On this kind of site, you’re using the automatic attributes of posts—date and category—to create a complex site with an ever-changing home page that’s automatically updated every time you add a new post.
This principle is the same whether your post are text, photographs, video or audio files, or any combination thereof.
Pages, Posts and Themes
Many specialty themes take advantage of Pages and Posts in very complex ways to organize large collections of content items.
- Portfolio themes often organize images as single posts.
- Retail sales themes often put each item for sale on a separate post.
- Magazine themes offer special home page display options to highlight posts in a lively grid pattern, rather than a simple list.
And so on. (Tip: some special-purpose themes can become quite complex to set up and manage. If possible, always try before you buy.)
Pages and Posts on Your Web Site
While you’re in the planning stages, think about how your site will use Pages and Posts.
For instance, are you a consultant?

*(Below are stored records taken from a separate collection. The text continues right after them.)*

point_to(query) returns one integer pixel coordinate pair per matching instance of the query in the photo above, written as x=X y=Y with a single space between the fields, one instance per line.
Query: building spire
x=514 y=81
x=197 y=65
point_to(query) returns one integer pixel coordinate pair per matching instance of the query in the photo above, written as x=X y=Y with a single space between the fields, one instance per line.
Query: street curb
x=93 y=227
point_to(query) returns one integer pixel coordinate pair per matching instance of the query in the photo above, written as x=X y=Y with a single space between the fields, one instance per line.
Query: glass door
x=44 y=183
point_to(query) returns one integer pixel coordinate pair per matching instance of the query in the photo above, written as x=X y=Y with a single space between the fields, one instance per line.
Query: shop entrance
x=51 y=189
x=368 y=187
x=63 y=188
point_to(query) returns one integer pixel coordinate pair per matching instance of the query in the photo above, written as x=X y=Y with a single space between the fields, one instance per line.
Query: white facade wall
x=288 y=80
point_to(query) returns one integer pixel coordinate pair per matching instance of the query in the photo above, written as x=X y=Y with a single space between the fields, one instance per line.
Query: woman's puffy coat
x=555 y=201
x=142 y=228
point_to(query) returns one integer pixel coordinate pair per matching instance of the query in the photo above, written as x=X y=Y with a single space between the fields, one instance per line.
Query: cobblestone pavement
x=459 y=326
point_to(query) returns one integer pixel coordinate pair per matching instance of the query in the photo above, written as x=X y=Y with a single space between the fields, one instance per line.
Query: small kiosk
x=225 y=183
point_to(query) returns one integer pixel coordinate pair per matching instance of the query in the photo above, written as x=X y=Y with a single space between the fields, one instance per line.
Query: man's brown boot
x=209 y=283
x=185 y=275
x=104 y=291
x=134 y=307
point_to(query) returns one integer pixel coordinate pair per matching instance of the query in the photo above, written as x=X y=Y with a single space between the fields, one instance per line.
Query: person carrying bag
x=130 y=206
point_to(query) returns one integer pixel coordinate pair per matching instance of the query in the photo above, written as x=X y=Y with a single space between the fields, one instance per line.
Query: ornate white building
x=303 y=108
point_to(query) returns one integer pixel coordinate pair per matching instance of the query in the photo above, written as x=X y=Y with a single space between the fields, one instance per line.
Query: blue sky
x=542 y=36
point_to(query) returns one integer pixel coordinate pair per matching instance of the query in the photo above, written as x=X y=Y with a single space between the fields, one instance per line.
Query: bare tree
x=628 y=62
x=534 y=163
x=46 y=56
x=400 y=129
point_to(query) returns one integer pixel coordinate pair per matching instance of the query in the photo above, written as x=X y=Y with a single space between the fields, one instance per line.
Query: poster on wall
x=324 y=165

You might want a site with many Pages describing your services, background, etc., along with a blog. Great, that’s simple and straightforward: Pages for all content; Posts for the blog.
What if you’re an artist? You might have several Pages describing your bio, background, gallery experience, etc. You might even put your art picture galleries on Pages, because you don’t need to archive them by date of entry. Then, you’ll be free to use Posts for time-related announcements: recent work, upcoming exhibits, etc. (I call this a “faux blog.”)
Of course eventually you will encounter themes, theme frameworks, plugins and special functions that can completely untether the important distinctions between Posts and Pages in order to achieve other goals. But without understanding these few key differences between Pages and Posts first, it’s not possible to understand all that WordPress can do.